Draft Round and MLB Performance

After reading a bit of the discussion about the Pirates' drafts, I began to get the feeling that it was a bit short on real data. To address this I took Fangraphs' data for Wins Above Replacement for 2010 and 2011, and asked "How did the most successful players enter professional baseball?" The most successful players ranged from an fWAR of 15.0 (Joey Bats) to -0.4 (Adam Lind). Now, if anybody wants to do this for pitchers, I won't get in the way.

There were 134 hitters listed. Of these 46 (34%) were taken in round 1 of the draft, 12 in round 2 (9%), 6 (5%) in round 3, 5 in round 4, and 28 (21%) were taken after round 4. An additional 37 (28%) were international free agents.
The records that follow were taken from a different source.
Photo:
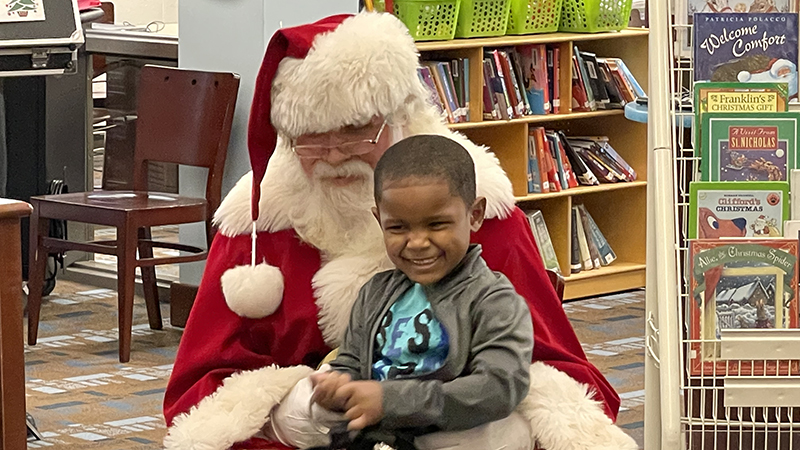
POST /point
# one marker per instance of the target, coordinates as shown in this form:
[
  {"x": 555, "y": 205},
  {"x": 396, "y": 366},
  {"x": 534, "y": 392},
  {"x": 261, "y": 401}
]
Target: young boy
[{"x": 442, "y": 343}]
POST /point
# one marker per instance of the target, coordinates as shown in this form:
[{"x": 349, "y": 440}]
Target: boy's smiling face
[{"x": 426, "y": 228}]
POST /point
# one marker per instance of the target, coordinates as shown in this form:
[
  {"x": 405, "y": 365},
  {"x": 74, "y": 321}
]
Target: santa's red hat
[{"x": 342, "y": 70}]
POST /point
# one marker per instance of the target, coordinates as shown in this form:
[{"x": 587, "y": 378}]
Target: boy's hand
[
  {"x": 363, "y": 403},
  {"x": 325, "y": 386}
]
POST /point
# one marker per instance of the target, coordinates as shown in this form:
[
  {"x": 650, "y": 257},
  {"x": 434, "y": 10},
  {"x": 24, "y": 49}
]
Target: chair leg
[
  {"x": 149, "y": 281},
  {"x": 37, "y": 262},
  {"x": 126, "y": 279}
]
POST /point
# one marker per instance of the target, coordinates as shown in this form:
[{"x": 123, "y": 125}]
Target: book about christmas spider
[
  {"x": 737, "y": 209},
  {"x": 752, "y": 147},
  {"x": 739, "y": 284},
  {"x": 746, "y": 47}
]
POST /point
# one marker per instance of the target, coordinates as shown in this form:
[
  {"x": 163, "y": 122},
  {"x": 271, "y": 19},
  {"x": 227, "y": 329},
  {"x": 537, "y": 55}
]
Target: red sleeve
[
  {"x": 217, "y": 342},
  {"x": 509, "y": 248}
]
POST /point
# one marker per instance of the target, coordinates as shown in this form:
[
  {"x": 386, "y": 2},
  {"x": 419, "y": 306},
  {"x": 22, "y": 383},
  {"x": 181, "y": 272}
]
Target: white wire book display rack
[{"x": 745, "y": 392}]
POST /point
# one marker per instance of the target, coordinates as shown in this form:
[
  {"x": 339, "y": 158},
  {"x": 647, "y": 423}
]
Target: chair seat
[
  {"x": 124, "y": 200},
  {"x": 115, "y": 208}
]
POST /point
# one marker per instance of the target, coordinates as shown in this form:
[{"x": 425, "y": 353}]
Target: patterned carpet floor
[{"x": 81, "y": 396}]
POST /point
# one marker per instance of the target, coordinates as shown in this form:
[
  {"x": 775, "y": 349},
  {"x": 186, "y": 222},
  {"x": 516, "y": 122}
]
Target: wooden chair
[
  {"x": 12, "y": 362},
  {"x": 184, "y": 117}
]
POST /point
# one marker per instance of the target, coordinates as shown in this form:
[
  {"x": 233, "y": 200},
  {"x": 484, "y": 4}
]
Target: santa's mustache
[{"x": 360, "y": 169}]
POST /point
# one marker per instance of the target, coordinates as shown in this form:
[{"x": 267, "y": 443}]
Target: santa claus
[{"x": 297, "y": 240}]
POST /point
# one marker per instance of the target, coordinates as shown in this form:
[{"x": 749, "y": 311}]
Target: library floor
[{"x": 82, "y": 397}]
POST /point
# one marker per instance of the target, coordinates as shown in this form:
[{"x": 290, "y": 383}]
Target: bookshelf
[{"x": 618, "y": 208}]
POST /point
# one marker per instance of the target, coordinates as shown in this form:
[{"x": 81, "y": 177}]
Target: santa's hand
[
  {"x": 363, "y": 403},
  {"x": 325, "y": 386}
]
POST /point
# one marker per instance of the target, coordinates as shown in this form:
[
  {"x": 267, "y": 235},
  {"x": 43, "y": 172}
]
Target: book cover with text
[
  {"x": 737, "y": 209},
  {"x": 740, "y": 284},
  {"x": 746, "y": 47},
  {"x": 751, "y": 147}
]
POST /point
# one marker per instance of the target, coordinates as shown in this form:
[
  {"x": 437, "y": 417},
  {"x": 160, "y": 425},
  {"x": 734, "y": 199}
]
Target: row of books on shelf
[
  {"x": 589, "y": 247},
  {"x": 524, "y": 80},
  {"x": 602, "y": 83},
  {"x": 448, "y": 85},
  {"x": 521, "y": 81},
  {"x": 557, "y": 162}
]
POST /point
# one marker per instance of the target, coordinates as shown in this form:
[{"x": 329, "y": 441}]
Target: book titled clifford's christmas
[{"x": 746, "y": 47}]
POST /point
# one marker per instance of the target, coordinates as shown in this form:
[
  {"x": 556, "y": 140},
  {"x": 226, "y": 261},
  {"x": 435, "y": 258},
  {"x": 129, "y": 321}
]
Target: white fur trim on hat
[
  {"x": 366, "y": 67},
  {"x": 253, "y": 291},
  {"x": 235, "y": 412},
  {"x": 564, "y": 416}
]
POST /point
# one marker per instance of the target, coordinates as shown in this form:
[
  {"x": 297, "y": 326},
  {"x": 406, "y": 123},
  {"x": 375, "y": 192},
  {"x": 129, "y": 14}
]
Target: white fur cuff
[
  {"x": 235, "y": 412},
  {"x": 564, "y": 416},
  {"x": 253, "y": 291}
]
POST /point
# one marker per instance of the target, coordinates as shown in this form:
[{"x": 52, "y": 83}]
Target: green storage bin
[
  {"x": 428, "y": 20},
  {"x": 534, "y": 16},
  {"x": 482, "y": 18},
  {"x": 592, "y": 16}
]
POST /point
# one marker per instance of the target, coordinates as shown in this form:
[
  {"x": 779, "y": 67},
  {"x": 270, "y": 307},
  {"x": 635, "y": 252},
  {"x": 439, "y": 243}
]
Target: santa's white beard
[{"x": 336, "y": 219}]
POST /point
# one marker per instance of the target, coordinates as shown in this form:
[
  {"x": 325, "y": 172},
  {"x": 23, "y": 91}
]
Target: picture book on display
[
  {"x": 739, "y": 284},
  {"x": 752, "y": 147},
  {"x": 710, "y": 96},
  {"x": 740, "y": 6},
  {"x": 737, "y": 209},
  {"x": 746, "y": 47}
]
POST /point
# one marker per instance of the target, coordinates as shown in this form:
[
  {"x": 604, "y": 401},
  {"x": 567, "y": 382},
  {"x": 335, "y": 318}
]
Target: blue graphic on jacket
[{"x": 410, "y": 341}]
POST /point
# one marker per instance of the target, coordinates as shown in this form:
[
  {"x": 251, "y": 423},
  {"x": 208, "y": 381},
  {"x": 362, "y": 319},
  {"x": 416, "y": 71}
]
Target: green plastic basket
[
  {"x": 482, "y": 18},
  {"x": 534, "y": 16},
  {"x": 592, "y": 16},
  {"x": 428, "y": 20}
]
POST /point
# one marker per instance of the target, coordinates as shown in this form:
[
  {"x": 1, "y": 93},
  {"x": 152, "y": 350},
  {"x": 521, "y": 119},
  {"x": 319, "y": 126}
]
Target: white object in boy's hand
[{"x": 298, "y": 422}]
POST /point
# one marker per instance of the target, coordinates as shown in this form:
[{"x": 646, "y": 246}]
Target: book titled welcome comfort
[{"x": 746, "y": 47}]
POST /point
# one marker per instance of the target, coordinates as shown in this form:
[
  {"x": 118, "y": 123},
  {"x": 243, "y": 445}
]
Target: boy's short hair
[{"x": 428, "y": 156}]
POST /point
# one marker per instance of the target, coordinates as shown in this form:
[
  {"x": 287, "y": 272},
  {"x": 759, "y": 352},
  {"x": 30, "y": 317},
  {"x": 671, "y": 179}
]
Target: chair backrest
[{"x": 185, "y": 117}]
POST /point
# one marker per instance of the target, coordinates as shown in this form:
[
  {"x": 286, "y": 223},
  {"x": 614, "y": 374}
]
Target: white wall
[
  {"x": 142, "y": 12},
  {"x": 231, "y": 35}
]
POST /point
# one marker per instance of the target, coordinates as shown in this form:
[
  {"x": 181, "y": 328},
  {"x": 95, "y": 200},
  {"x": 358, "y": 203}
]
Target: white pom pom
[{"x": 253, "y": 291}]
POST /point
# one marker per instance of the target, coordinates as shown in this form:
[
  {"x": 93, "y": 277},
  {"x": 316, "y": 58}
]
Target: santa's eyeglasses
[{"x": 351, "y": 148}]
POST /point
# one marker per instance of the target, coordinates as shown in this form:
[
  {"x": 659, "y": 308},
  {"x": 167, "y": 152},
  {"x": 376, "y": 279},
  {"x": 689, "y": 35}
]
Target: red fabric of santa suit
[{"x": 255, "y": 330}]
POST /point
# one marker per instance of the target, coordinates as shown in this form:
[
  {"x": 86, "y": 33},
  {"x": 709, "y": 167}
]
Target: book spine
[
  {"x": 590, "y": 242},
  {"x": 575, "y": 265},
  {"x": 586, "y": 257},
  {"x": 585, "y": 81},
  {"x": 534, "y": 173},
  {"x": 465, "y": 82},
  {"x": 556, "y": 78},
  {"x": 548, "y": 253},
  {"x": 607, "y": 255},
  {"x": 507, "y": 95},
  {"x": 551, "y": 80},
  {"x": 637, "y": 89},
  {"x": 491, "y": 110}
]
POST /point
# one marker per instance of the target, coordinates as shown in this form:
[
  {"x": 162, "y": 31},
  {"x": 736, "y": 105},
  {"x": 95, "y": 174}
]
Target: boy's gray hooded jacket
[{"x": 485, "y": 374}]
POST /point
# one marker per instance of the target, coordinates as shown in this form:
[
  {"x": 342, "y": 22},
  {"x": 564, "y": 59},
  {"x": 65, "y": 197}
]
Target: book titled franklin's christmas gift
[
  {"x": 745, "y": 98},
  {"x": 738, "y": 209},
  {"x": 751, "y": 147},
  {"x": 746, "y": 47},
  {"x": 740, "y": 284}
]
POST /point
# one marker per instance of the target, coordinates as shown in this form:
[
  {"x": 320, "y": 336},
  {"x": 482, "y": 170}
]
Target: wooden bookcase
[{"x": 620, "y": 208}]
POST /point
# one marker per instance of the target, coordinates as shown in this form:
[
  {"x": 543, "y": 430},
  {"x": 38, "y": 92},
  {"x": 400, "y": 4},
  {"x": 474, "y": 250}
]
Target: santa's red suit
[{"x": 256, "y": 329}]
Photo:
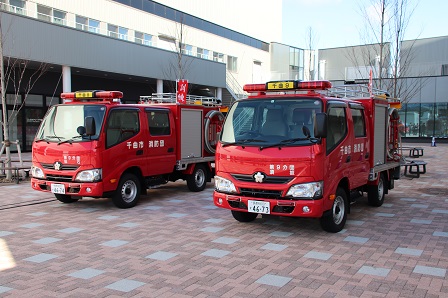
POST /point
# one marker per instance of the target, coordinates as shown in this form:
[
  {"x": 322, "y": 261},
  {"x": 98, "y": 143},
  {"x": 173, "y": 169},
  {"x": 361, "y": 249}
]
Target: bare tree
[
  {"x": 386, "y": 22},
  {"x": 16, "y": 74},
  {"x": 311, "y": 40},
  {"x": 178, "y": 67}
]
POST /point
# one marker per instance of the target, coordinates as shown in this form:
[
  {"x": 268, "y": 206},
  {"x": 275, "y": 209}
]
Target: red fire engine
[
  {"x": 303, "y": 149},
  {"x": 94, "y": 146}
]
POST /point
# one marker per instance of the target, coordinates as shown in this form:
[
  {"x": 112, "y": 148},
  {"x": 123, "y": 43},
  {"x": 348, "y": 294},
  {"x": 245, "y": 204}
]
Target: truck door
[
  {"x": 124, "y": 143},
  {"x": 161, "y": 156},
  {"x": 360, "y": 148},
  {"x": 338, "y": 145}
]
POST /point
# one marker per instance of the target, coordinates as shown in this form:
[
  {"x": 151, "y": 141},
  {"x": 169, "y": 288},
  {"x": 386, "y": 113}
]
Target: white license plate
[
  {"x": 258, "y": 207},
  {"x": 58, "y": 188}
]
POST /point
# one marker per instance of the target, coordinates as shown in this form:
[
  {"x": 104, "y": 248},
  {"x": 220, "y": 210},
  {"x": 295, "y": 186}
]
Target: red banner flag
[{"x": 182, "y": 90}]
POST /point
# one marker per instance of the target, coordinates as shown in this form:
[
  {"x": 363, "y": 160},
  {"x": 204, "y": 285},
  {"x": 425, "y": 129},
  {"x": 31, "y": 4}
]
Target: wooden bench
[
  {"x": 414, "y": 168},
  {"x": 415, "y": 152}
]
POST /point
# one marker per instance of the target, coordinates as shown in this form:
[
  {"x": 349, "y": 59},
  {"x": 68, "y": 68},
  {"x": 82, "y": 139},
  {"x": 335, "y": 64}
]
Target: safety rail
[{"x": 190, "y": 99}]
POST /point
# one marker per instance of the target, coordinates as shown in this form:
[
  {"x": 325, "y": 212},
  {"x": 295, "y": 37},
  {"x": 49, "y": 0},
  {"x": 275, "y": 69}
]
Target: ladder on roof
[
  {"x": 171, "y": 98},
  {"x": 362, "y": 91}
]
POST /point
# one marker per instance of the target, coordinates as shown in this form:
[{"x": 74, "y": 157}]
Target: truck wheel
[
  {"x": 65, "y": 198},
  {"x": 198, "y": 179},
  {"x": 128, "y": 192},
  {"x": 375, "y": 193},
  {"x": 244, "y": 216},
  {"x": 334, "y": 221}
]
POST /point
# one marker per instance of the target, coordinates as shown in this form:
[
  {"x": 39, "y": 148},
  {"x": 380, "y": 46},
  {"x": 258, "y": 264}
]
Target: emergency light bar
[
  {"x": 287, "y": 86},
  {"x": 95, "y": 94}
]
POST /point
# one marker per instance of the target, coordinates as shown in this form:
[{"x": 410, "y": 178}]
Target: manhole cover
[{"x": 434, "y": 191}]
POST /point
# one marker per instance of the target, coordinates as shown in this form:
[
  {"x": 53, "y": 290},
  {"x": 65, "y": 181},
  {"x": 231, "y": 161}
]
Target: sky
[{"x": 338, "y": 23}]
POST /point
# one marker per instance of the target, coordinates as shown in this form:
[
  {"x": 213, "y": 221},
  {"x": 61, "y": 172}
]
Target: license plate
[
  {"x": 58, "y": 188},
  {"x": 258, "y": 207}
]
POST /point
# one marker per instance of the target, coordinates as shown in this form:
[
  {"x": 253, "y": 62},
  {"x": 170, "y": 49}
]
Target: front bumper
[
  {"x": 85, "y": 189},
  {"x": 292, "y": 208}
]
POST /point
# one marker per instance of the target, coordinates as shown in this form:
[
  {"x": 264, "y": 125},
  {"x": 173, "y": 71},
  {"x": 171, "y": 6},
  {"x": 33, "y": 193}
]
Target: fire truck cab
[
  {"x": 94, "y": 146},
  {"x": 303, "y": 149}
]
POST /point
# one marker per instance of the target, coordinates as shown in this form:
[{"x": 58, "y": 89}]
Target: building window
[
  {"x": 143, "y": 38},
  {"x": 112, "y": 30},
  {"x": 44, "y": 13},
  {"x": 59, "y": 17},
  {"x": 49, "y": 14},
  {"x": 122, "y": 33},
  {"x": 187, "y": 49},
  {"x": 94, "y": 26},
  {"x": 199, "y": 52},
  {"x": 219, "y": 57},
  {"x": 232, "y": 63},
  {"x": 15, "y": 6}
]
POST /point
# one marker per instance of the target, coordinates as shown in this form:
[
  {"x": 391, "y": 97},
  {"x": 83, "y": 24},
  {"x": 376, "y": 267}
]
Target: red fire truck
[
  {"x": 94, "y": 146},
  {"x": 304, "y": 149}
]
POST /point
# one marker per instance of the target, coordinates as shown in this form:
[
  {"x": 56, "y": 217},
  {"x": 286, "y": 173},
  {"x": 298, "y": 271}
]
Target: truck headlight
[
  {"x": 37, "y": 172},
  {"x": 224, "y": 185},
  {"x": 89, "y": 176},
  {"x": 313, "y": 190}
]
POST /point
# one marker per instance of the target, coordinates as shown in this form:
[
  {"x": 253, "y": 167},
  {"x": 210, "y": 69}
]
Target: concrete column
[
  {"x": 159, "y": 86},
  {"x": 66, "y": 79}
]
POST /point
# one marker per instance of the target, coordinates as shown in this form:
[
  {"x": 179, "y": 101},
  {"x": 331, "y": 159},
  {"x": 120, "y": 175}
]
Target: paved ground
[{"x": 177, "y": 244}]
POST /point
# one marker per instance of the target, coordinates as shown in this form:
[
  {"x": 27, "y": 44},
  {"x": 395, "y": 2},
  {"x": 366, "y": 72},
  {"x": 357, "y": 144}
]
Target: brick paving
[{"x": 175, "y": 243}]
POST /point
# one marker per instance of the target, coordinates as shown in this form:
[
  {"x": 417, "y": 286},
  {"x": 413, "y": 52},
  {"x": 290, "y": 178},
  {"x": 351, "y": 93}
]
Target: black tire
[
  {"x": 244, "y": 216},
  {"x": 128, "y": 191},
  {"x": 65, "y": 198},
  {"x": 375, "y": 193},
  {"x": 334, "y": 220},
  {"x": 197, "y": 180}
]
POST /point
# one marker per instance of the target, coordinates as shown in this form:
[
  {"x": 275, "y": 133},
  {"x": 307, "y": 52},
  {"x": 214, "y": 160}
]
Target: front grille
[
  {"x": 59, "y": 178},
  {"x": 268, "y": 179},
  {"x": 261, "y": 193},
  {"x": 50, "y": 166}
]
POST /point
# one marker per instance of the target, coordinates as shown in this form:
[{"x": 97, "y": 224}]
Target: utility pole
[{"x": 6, "y": 141}]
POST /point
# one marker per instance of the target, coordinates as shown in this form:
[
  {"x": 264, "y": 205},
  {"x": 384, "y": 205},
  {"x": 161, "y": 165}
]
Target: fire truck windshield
[
  {"x": 271, "y": 122},
  {"x": 62, "y": 122}
]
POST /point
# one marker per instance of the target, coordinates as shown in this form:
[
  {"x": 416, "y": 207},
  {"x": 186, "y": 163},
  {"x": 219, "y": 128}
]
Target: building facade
[
  {"x": 422, "y": 83},
  {"x": 135, "y": 46}
]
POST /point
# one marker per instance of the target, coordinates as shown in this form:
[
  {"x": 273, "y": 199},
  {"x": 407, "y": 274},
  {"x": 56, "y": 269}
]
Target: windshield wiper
[
  {"x": 52, "y": 137},
  {"x": 43, "y": 139},
  {"x": 242, "y": 142},
  {"x": 69, "y": 140},
  {"x": 284, "y": 142}
]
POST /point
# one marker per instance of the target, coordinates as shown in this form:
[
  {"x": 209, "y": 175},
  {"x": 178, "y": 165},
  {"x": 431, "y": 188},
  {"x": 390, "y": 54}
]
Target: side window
[
  {"x": 159, "y": 123},
  {"x": 121, "y": 126},
  {"x": 359, "y": 124},
  {"x": 337, "y": 127},
  {"x": 243, "y": 120}
]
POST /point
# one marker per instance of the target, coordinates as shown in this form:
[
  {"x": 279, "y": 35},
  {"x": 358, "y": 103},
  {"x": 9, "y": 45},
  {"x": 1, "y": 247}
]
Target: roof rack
[
  {"x": 171, "y": 98},
  {"x": 352, "y": 91}
]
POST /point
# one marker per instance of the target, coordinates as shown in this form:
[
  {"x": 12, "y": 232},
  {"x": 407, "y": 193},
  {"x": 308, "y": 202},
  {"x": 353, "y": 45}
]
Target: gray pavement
[{"x": 175, "y": 243}]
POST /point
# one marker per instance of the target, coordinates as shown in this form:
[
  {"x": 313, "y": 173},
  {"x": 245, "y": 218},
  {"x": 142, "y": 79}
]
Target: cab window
[
  {"x": 121, "y": 125},
  {"x": 159, "y": 123},
  {"x": 337, "y": 127},
  {"x": 359, "y": 125}
]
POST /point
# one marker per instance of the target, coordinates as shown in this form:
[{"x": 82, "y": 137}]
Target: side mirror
[
  {"x": 320, "y": 125},
  {"x": 89, "y": 124},
  {"x": 81, "y": 130}
]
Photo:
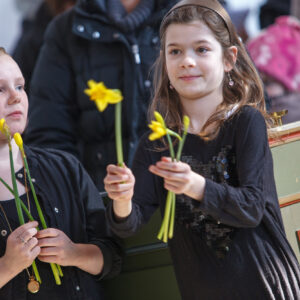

Round 1 is really important. A fail there dramatically hurts the odds of getting a player who will have any impact. You can hope you'll snag a Nyjer Morgan (33), a Garrett Jones (14), an Albert Pujols (13), or a Gaby Sanchez (4), but the odds are not good. Sure, 38% of successful MLB hitters were taken after round 1, but the pool is 40 to 50 times bigger.

International free agents are really important too, and it's here that the Pirates really failed in the before Huntington years. Take a look at the 2008 lineup. Ronnie Paulino was the only international free agent who played a significant role and was signed by the Bucs. For a small-payroll club, that's pretty bad.

In my view, looking at the draft without looking hard at international free agents is really short-sighted. Especially if a big payroll is out of the question.